Small coastal fishing boat. (Photo Credit: Nancy Heise)
New survey gathering data on Northeast commercial fisheries
(UNITED STATES, 6/12/2013)
Social scientists at the National Oceanic and Atmospheric Administration’s (NOAA) Northeast Fisheries Science Centre are encouraging crew members to take advantage of the time remaining to respond to a new survey aimed at gathering data on broad social and economic conditions in the Northeast’s commercial fisheries.
Tammy Murphy of NOAA’s Social Sciences Branch at the NEFSC is the point person on several of the centre’s ongoing economic and social survey efforts.
“We know next to nothing about crew, this critical part of the fishing community, which also includes hired captains. This survey collects basic demographic data that we do not have and that we need to understand what’s going on in fishing communities,” she said, emphasizing how essential crew cooperation is to the effort.
The socio-economic survey focuses on information such as availability of work, perceptions of fisheries management, the effectiveness and fairness of fisheries regulations, and fishermen’s day-to-day experiences in their fishing communities. To help design the survey, and to train and deploy interviewers, the science centre contracted with QuanTech, a professional survey research firm that specializes in fishery and environmental subject areas and based in Arlington, Virginia.

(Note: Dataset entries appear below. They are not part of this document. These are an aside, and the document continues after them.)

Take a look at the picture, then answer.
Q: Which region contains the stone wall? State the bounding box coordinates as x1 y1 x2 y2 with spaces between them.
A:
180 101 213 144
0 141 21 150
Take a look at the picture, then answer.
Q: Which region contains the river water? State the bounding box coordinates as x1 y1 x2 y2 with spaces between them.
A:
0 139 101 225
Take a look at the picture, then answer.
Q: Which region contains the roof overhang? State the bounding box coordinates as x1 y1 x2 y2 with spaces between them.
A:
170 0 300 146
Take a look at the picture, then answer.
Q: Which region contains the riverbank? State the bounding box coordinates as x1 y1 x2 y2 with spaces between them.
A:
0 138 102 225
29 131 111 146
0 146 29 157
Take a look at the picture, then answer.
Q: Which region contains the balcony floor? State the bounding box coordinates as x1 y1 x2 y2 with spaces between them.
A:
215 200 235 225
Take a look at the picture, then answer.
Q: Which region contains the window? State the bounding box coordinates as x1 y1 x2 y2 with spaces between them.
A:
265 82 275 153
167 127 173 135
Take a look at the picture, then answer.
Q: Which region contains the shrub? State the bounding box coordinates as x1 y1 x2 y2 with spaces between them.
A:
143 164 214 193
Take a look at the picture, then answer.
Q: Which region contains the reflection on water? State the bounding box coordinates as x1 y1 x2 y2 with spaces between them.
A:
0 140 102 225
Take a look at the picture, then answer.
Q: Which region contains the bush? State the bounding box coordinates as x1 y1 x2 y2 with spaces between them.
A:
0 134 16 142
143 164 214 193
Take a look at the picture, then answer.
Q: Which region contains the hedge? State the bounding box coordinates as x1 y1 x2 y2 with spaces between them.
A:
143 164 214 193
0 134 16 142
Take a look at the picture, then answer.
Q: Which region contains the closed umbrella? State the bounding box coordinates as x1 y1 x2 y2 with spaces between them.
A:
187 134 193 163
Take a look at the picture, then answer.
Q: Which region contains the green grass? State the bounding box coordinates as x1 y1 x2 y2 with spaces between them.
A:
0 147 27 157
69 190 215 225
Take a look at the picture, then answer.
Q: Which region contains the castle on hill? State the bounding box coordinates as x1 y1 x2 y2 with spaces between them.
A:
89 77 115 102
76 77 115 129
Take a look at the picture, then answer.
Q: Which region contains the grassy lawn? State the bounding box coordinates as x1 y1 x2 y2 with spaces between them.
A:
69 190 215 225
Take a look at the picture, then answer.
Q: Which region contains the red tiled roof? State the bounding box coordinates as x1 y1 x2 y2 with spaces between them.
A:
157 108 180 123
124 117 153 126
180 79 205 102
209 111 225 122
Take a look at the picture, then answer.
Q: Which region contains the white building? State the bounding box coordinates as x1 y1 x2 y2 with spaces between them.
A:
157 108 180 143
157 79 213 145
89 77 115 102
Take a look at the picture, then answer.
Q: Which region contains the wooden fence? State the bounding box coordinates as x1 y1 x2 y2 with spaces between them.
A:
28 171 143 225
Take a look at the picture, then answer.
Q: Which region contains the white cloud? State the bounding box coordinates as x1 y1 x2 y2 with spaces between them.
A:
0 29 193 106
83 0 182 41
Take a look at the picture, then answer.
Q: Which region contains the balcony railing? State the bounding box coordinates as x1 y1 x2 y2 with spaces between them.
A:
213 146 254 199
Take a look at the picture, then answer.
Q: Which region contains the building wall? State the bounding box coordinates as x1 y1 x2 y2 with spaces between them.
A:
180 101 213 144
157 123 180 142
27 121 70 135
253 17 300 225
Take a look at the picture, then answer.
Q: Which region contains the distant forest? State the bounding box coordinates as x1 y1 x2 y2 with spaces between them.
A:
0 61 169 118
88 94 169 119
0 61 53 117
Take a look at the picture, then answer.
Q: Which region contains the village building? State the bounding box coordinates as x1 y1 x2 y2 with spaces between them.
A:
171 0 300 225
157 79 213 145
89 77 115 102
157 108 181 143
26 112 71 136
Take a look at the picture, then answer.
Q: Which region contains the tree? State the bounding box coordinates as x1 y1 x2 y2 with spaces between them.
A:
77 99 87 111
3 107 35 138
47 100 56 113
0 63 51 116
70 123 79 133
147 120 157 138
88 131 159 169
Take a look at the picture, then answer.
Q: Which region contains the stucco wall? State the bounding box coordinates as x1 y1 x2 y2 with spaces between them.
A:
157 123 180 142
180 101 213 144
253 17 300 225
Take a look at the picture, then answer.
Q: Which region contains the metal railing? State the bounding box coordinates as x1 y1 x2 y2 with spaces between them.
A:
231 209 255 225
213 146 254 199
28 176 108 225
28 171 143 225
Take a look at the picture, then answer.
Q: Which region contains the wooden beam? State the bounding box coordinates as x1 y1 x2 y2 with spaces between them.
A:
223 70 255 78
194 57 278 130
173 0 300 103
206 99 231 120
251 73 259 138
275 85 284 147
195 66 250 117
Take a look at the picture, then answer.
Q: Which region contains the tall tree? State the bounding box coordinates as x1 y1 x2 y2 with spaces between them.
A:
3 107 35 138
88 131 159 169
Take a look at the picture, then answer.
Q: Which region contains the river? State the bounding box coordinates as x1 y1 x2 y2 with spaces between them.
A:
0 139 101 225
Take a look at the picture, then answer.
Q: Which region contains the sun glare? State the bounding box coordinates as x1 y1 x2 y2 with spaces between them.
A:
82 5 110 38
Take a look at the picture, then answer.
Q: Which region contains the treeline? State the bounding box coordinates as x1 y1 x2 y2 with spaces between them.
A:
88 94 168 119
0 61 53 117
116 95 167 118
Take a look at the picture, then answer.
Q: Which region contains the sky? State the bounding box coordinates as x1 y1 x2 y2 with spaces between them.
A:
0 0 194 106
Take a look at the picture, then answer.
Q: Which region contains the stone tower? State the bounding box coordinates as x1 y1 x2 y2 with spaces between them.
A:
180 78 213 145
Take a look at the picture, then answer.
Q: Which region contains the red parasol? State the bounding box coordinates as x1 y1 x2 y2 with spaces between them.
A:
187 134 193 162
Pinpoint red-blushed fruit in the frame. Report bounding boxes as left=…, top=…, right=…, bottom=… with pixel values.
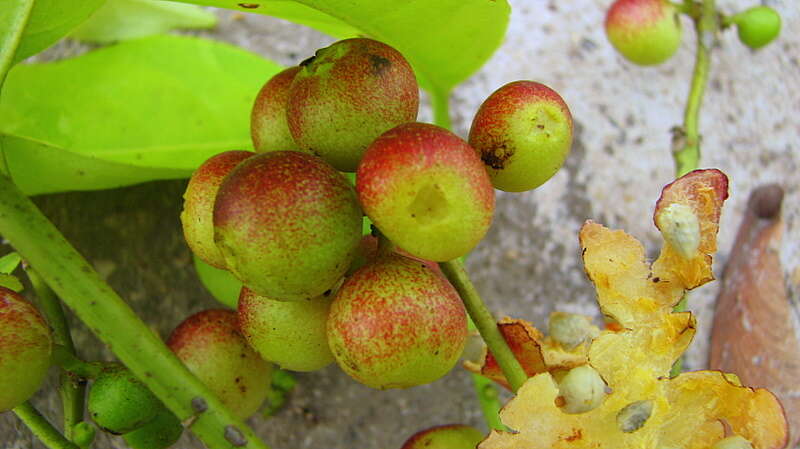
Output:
left=400, top=424, right=484, bottom=449
left=0, top=287, right=52, bottom=412
left=239, top=287, right=333, bottom=371
left=167, top=309, right=272, bottom=419
left=469, top=81, right=572, bottom=192
left=286, top=38, right=419, bottom=171
left=356, top=123, right=494, bottom=262
left=181, top=151, right=254, bottom=269
left=214, top=151, right=362, bottom=300
left=250, top=67, right=300, bottom=153
left=605, top=0, right=681, bottom=65
left=328, top=254, right=467, bottom=389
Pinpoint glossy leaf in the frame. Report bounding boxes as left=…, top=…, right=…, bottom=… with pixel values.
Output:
left=0, top=32, right=280, bottom=194
left=169, top=0, right=510, bottom=94
left=72, top=0, right=217, bottom=43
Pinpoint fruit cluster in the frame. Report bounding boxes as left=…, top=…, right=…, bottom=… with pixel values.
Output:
left=179, top=38, right=572, bottom=396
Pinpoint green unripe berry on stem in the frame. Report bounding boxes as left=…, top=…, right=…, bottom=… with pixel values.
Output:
left=0, top=287, right=52, bottom=412
left=605, top=0, right=681, bottom=65
left=239, top=287, right=333, bottom=371
left=731, top=6, right=781, bottom=50
left=167, top=309, right=272, bottom=419
left=181, top=151, right=254, bottom=269
left=469, top=81, right=572, bottom=192
left=286, top=38, right=419, bottom=172
left=87, top=364, right=164, bottom=435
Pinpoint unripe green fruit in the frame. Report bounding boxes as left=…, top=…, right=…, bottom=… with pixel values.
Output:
left=605, top=0, right=681, bottom=65
left=469, top=81, right=572, bottom=192
left=328, top=254, right=467, bottom=389
left=0, top=287, right=52, bottom=412
left=167, top=309, right=272, bottom=419
left=239, top=287, right=333, bottom=371
left=181, top=151, right=254, bottom=269
left=214, top=151, right=363, bottom=300
left=250, top=67, right=300, bottom=153
left=122, top=407, right=183, bottom=449
left=286, top=38, right=419, bottom=171
left=400, top=424, right=484, bottom=449
left=732, top=6, right=781, bottom=50
left=356, top=123, right=494, bottom=262
left=88, top=364, right=163, bottom=435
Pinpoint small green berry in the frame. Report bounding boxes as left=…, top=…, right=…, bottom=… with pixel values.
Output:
left=731, top=6, right=781, bottom=50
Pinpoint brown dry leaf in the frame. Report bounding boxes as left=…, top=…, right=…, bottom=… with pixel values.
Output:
left=709, top=185, right=800, bottom=447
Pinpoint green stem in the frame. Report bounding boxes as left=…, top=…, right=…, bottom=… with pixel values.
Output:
left=439, top=259, right=528, bottom=393
left=430, top=90, right=452, bottom=129
left=14, top=402, right=80, bottom=449
left=0, top=176, right=267, bottom=449
left=25, top=266, right=86, bottom=440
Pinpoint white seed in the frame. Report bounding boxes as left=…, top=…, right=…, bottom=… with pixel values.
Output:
left=656, top=203, right=700, bottom=259
left=558, top=365, right=606, bottom=414
left=617, top=401, right=653, bottom=433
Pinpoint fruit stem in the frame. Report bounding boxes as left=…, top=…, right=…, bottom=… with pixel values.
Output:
left=439, top=259, right=528, bottom=393
left=0, top=176, right=268, bottom=449
left=24, top=264, right=86, bottom=440
left=14, top=401, right=80, bottom=449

Interviewers have been working to survey crew in fifteen ports in the Northeast and Mid-Atlantic since last October and plan to finish in August. So far, about 300 crew interviews have been collected. In June, interviewers are focusing on Rockland and Portland, Maine; Portsmouth, New Hampshire; New Bedford, Massachusetts; and Newport News, Virginia.
Fishing ports were selected in a way intended to capture a representative sample of crew proportional to participation in the fisheries. That means collecting data in different seasons and from crew that work in different fisheries, on vessels that vary length and in gear type.
The crew surveys are being conducted face-to-face and take about half an hour to complete. Interviewers come to the water front, and are trying to time their efforts with when crew are most likely to be available and not busy working. It isn’t easy to get that timing right, and sometimes people are just reluctant to participate.
However, Murphy stresses, the data are extremely valuable and she hopes the number of crew responses will increase significantly as expected activity in many ports increases over the summer months.
“To communicate to decision makers how regulatory actions have affected the people in the fisheries-the fishermen and their families--to tell that story and have it be heard, we need that data,” Murphy said.